A sudden realization hit me. "Are you... base pattern?"
"Revision 1," she said, still not looking at me. "I don't have to eat or sleep. And I don't have the telomere bug." Which made sense. I'd have noticed if she did either of those things, and it would be really weird if she died of "natural" causes.
"Wow." I realized I was still holding her tender little body with my armored limbs. I let her go, and she edged cautiously out of the pod, covering herself with her hands.
"I didn't realize they still made people like that. What was that shielding you had before, then?"
"Scavenged." She shrank back from me a little. "Please don't tell anyone."
I blinked at her, then burst out laughing. "Who would I tell?"
"No, seriously!" Anda's brow scrunched up, which I somehow instinctively knew meant she was upset.
I stopped laughing and nodded. "Okay. Why, though?"
"I mean..." She used one arm to gesture to my own body, then hurriedly covered her chest again with it. "I'm not exactly qualified for this job. I lied about what variant I am. I'll get in trouble."
So she was worried about losing her job. That I could understand. "Okay, boss. You got it. My lips, such that they are, are sealed." I hunched down to put my head level with her, so she didn't have to keep looking up. "That said. No way you're not qualified! You've known exactly what you're doing this whole time!"

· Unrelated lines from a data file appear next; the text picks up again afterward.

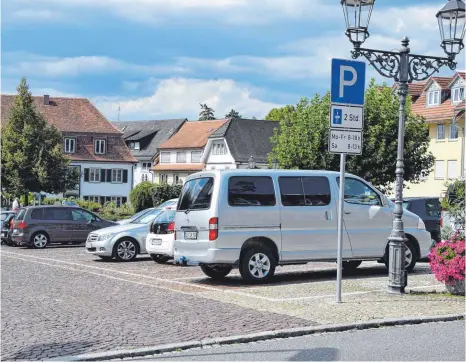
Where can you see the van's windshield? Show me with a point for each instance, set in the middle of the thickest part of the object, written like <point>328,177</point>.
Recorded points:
<point>196,194</point>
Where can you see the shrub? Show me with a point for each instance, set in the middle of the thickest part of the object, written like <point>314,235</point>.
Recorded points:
<point>447,260</point>
<point>141,196</point>
<point>164,192</point>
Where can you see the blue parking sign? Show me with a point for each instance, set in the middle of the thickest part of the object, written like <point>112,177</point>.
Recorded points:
<point>348,82</point>
<point>337,116</point>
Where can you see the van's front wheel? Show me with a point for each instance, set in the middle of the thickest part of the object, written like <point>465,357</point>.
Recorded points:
<point>257,265</point>
<point>216,272</point>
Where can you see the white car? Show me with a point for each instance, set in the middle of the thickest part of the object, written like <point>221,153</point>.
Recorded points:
<point>123,242</point>
<point>256,220</point>
<point>171,203</point>
<point>161,237</point>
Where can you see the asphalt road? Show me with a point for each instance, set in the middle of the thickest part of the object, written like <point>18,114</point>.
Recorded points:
<point>444,341</point>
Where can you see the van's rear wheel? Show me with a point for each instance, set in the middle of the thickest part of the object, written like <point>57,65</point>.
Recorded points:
<point>257,265</point>
<point>216,272</point>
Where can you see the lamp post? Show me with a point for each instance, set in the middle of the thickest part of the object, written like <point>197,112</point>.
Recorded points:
<point>403,67</point>
<point>251,162</point>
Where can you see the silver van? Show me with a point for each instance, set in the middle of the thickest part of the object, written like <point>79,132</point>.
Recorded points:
<point>258,219</point>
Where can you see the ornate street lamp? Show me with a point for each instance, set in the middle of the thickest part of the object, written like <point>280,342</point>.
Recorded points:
<point>403,67</point>
<point>251,162</point>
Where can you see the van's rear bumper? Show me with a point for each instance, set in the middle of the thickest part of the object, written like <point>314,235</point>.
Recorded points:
<point>204,252</point>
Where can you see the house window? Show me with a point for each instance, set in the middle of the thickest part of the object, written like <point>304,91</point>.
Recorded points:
<point>99,146</point>
<point>457,94</point>
<point>453,132</point>
<point>94,175</point>
<point>452,169</point>
<point>146,166</point>
<point>165,157</point>
<point>70,145</point>
<point>433,98</point>
<point>196,156</point>
<point>117,176</point>
<point>181,157</point>
<point>439,170</point>
<point>440,132</point>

"There's such a thing as faking it until you make it, Fork," Anda protested, but her eyes were smiling. "So it doesn't bother you at all?"
"Why would it?" I smiled back.
Her cheeks flushed again. "Okay, good. Cause I have a new job for you."

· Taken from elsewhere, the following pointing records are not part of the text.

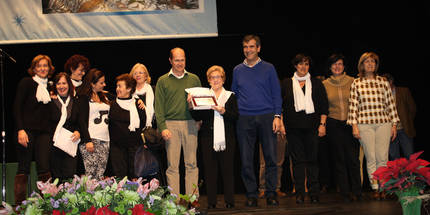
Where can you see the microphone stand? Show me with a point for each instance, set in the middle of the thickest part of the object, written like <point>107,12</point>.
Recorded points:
<point>3,132</point>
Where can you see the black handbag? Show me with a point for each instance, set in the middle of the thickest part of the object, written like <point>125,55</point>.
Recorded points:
<point>152,138</point>
<point>145,163</point>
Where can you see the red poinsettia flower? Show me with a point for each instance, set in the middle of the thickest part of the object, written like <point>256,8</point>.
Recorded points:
<point>57,212</point>
<point>403,173</point>
<point>90,211</point>
<point>139,209</point>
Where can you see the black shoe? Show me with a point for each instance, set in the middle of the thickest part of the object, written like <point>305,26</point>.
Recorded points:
<point>211,206</point>
<point>300,199</point>
<point>228,205</point>
<point>346,198</point>
<point>272,201</point>
<point>315,199</point>
<point>251,202</point>
<point>357,198</point>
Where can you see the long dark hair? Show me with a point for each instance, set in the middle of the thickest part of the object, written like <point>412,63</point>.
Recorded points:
<point>92,77</point>
<point>69,82</point>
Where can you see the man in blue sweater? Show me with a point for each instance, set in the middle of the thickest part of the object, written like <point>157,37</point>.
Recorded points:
<point>257,88</point>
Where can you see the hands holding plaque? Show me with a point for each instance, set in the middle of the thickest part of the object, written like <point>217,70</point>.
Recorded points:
<point>201,98</point>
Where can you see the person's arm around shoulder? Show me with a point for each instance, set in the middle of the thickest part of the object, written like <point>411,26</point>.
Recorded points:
<point>323,108</point>
<point>159,109</point>
<point>20,97</point>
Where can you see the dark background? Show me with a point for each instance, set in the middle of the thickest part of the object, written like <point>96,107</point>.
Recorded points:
<point>397,32</point>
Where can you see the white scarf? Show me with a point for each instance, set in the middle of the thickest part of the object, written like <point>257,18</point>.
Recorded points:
<point>303,101</point>
<point>149,102</point>
<point>129,104</point>
<point>76,83</point>
<point>63,116</point>
<point>42,94</point>
<point>219,130</point>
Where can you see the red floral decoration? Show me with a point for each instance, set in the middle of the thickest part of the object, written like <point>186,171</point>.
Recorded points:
<point>403,173</point>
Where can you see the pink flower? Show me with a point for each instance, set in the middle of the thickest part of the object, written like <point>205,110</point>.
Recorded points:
<point>403,173</point>
<point>57,212</point>
<point>154,184</point>
<point>48,187</point>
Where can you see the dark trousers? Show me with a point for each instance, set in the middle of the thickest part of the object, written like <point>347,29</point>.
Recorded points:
<point>248,129</point>
<point>39,146</point>
<point>63,166</point>
<point>303,146</point>
<point>214,161</point>
<point>346,150</point>
<point>122,159</point>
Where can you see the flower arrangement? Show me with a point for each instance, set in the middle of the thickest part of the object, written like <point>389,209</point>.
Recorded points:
<point>403,174</point>
<point>87,196</point>
<point>407,178</point>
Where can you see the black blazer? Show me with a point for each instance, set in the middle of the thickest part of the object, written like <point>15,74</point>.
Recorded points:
<point>29,114</point>
<point>230,117</point>
<point>71,123</point>
<point>84,111</point>
<point>119,120</point>
<point>293,119</point>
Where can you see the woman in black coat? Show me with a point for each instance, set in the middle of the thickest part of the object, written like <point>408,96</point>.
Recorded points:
<point>218,137</point>
<point>30,111</point>
<point>63,114</point>
<point>305,109</point>
<point>126,121</point>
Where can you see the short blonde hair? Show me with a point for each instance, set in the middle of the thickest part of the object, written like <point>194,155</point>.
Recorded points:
<point>363,58</point>
<point>213,69</point>
<point>145,70</point>
<point>36,60</point>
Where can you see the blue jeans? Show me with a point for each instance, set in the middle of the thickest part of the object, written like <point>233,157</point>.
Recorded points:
<point>402,141</point>
<point>248,129</point>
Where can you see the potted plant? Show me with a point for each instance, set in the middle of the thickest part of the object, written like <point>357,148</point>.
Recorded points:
<point>407,178</point>
<point>87,196</point>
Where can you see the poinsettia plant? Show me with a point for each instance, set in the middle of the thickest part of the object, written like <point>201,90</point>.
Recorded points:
<point>87,196</point>
<point>403,174</point>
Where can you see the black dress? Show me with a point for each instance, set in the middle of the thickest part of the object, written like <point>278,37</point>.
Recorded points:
<point>63,166</point>
<point>223,159</point>
<point>302,135</point>
<point>124,143</point>
<point>30,116</point>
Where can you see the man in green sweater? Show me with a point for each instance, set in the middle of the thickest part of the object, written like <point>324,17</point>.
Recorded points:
<point>175,122</point>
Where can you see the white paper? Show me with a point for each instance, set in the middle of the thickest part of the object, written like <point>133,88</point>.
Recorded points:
<point>203,96</point>
<point>199,91</point>
<point>65,143</point>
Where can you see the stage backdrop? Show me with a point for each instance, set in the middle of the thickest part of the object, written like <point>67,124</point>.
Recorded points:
<point>35,21</point>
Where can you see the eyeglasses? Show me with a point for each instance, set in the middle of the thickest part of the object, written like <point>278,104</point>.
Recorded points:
<point>215,77</point>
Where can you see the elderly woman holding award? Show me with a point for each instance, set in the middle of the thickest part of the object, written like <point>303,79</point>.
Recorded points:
<point>217,134</point>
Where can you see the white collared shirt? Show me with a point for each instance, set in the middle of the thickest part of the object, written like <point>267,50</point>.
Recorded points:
<point>246,63</point>
<point>178,77</point>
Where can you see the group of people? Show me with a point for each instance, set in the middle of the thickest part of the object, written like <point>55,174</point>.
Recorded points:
<point>258,109</point>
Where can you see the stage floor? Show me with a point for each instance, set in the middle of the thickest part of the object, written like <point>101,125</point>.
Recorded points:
<point>330,203</point>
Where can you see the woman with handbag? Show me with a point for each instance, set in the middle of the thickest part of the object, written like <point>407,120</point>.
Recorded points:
<point>63,114</point>
<point>218,137</point>
<point>126,121</point>
<point>144,91</point>
<point>94,106</point>
<point>30,108</point>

It turned out she needed a bit more work done on her body before we got back to the job, but before we scavenged together enough spare parts to replace her missing shielding. Some biological process inherited from base pattern that needed resolving. I followed her instructions to the letter, and she seemed really happy afterward. I wasn't sure why she needed my help with it, though. It didn't require very much strength, or three hands for that matter (though supposedly my having those sped it up a little). When I asked, she just said, "Because it's you, Fork!" and didn't elaborate.
It turned out this was another one of those jobs that kept cropping up again and again, with all sorts of variations. But the base pattern human body had all kinds of weird design flaws, and apparently revision 1 wasn't that much better, so it makes sense. Anda's a good boss. I'm happy to help her with whatever she needs. And happier still that she trusts me so much.
I think I'll be able to hold onto this job for a long time.